Menurut anggota DKPP, Nur Hidayat Sarbini alasan pihak menolak aduan tersebut. Karena pihaknya sudah memutuskan hal tersebut. "Karena merupakan pekara yang sama. Dan sebagaimana sifat keputusan DKPP yang final dan mengikat maka aduan ini ditolak," ujarnya saat membacakan amar keputusan saat sidang kode etik yang digelar di Gedung DKPP, Jakarta, Selasa (21/5).
Padahal sebelumnya, Direktur Sinergi Masyarakat untuk Demokrasi (Sigma), Said Salahudin pernah menyatakan, bahwa pada kasus MoU KPU dengan Ifes ada bukti baru.
Dimana, MoU tersebut terjadi pada bulan Oktober 2012, sehingga jelas telah terjadi manipulasi tanggal MoU yang disebutkan oleh KPU pada tanggal 12 Agustus 2012.
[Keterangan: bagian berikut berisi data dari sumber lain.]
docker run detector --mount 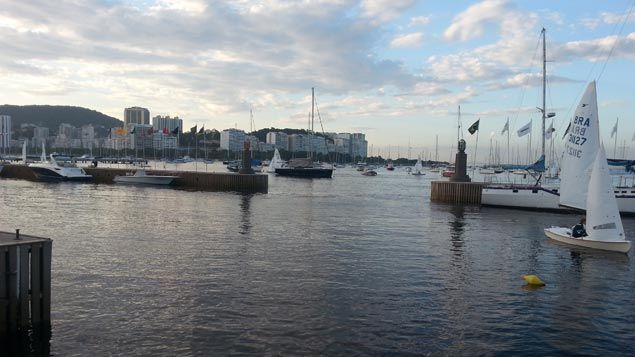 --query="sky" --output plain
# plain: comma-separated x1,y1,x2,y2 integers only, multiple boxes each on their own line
0,0,635,160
"Diantara bukti itu adalah surat Ketua KPU kepada Ifes terkait perubahan klausul MoU tanggal 12 Oktober; Surat jawaban Ifes kepada KPU tanggal 18 Oktober; disposisi dari Ketua KPU tanggal 18 Oktober; Disposisi anggota KPU bidang hubungan antar lembaga tanggal 22 Oktober; dan Disposisi Sekjen KPU untuk acara MoU tanggal 31 Oktober 2012," ungkapnya seperti dikutip dari pers rilisnya yang diterima BeritaHUKUM.com, kemarin.
Alasan Sigma
Lalu apakah alasan Sigma fokus terhadap MoU ini?
Menurut Said, adanya manipulasi tanggal MoU itu sejatinya adalah pelanggaran yang luar biasa berat.
Mengapa? Karena KPU telah melakukan 3 (tiga) kecurangan sekaligus.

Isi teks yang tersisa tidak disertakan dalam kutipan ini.